Though I clearly was not on Abrahamsen’s wavelength, there could be no faulting
the response of the Arditti players, as committed here as elsewhere.
Rebecca Saunders’s Fletch concluded the first half in what
sounded to me far more typical Arditti territory. In the composer’s words:
Fletch, n. (archery); the feather placed on the arrow, providing it with the capacity of flight; the feathered vane towards the back of the arrow, used to stabilise during flight. Fletch is a furious ongoing exploration of a specific physical gesture and fragment of sound.
The physical quality of tone was vividly, viscerally communicated in work and performance. Glissandi, rapid crescendo, trills, and more combined to far more than the sum of their parts, betokening a fascinating exploration of the instruments and their capabilities as much as performing techniques. There was on a first hearing a satisfying formal arc, or perhaps better progression, which put me in mind – how or why, I cannot quite explain – of a neo-Lisztian symphonic poem. It was an instinctive reaction, doubtless, but perhaps that was in keeping with the physical immediacy of the piece.
2 comments:
Developing variation seems to me one of those concepts whose meaning is less understood the more that is claimed for it in its various comebacks (I see yet another paper at the AMS conference currently underway). Certainly as an analytical framework it is too limiting to be of much use and in the detail overly reliant on Reti, whose own comeback, we can safely say, is not imminent. It is interesting that you mention this in the context of performance, as Schoenberg’s privileging of ‘basic’ (read: foreground) motives and their alleged teleological character appeals for legitimacy through the experience of the listener; it is no coincidence that the advocacy for his theory included a radio lecture. But if we take Brahms, perhaps op. 119 no. 1, which has received much analytical attention, and chart the recurrence of the initial motive, it can only be shown to be developmental relative to generative structures concealed in the middle section (and even then that is only one of the less interesting things to be observed about the piece). No coincidence then that much DV advocacy nowadays is confined to sonata form, though no less problematically so if we look again to Brahms, as Schoenberg urged us to (I believe Jonathan Dunsby called this a ‘dubious diagnosis’). Mature serialism is an even tougher nut to crack.

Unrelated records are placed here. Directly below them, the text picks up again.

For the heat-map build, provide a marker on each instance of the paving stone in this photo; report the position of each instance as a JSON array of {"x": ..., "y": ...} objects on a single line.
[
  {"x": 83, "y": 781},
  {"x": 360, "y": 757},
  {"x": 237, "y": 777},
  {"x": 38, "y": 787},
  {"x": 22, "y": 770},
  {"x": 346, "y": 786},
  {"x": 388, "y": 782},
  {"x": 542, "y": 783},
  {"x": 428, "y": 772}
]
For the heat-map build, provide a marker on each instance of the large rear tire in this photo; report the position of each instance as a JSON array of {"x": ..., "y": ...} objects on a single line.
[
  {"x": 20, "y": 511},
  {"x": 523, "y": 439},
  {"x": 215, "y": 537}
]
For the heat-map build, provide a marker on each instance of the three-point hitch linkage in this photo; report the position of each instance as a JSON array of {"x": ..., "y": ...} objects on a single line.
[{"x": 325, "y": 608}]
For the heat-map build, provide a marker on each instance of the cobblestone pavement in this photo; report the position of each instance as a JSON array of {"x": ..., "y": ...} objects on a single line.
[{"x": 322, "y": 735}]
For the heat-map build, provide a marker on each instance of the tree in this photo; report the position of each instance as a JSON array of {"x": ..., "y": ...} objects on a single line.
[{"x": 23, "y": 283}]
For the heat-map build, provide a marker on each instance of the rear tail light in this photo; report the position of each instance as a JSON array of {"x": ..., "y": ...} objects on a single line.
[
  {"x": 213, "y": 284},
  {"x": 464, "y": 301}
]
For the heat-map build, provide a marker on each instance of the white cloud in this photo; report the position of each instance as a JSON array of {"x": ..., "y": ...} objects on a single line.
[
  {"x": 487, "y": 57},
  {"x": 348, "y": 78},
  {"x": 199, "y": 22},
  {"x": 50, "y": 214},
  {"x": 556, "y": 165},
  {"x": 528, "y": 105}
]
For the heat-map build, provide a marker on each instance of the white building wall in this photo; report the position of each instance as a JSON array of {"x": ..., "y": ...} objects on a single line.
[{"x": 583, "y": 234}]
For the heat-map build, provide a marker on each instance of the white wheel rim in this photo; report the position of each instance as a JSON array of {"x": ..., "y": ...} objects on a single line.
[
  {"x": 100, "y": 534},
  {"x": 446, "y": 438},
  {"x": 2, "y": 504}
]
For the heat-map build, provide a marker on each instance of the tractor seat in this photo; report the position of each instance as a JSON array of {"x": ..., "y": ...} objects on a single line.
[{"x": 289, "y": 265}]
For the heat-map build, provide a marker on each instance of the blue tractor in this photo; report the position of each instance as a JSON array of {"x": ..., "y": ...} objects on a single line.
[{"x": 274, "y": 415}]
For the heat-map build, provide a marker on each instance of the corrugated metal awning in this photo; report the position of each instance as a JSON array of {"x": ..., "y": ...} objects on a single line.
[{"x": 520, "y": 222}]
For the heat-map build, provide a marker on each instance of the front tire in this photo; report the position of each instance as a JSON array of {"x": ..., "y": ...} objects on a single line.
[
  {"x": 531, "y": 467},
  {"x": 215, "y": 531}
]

Off now, as it happens, to hear the Ardittis, though unfortunately we are not getting the Clarke...
I'm glad you picked up on it being mentioned in terms of performance, since that is where I tend most strongly to feel it, both as listener and as performer too.(Given that I stand at least to an extent in Schoenberg's company, I do not feel too bad about that!)
What did you have instead of the Clarke?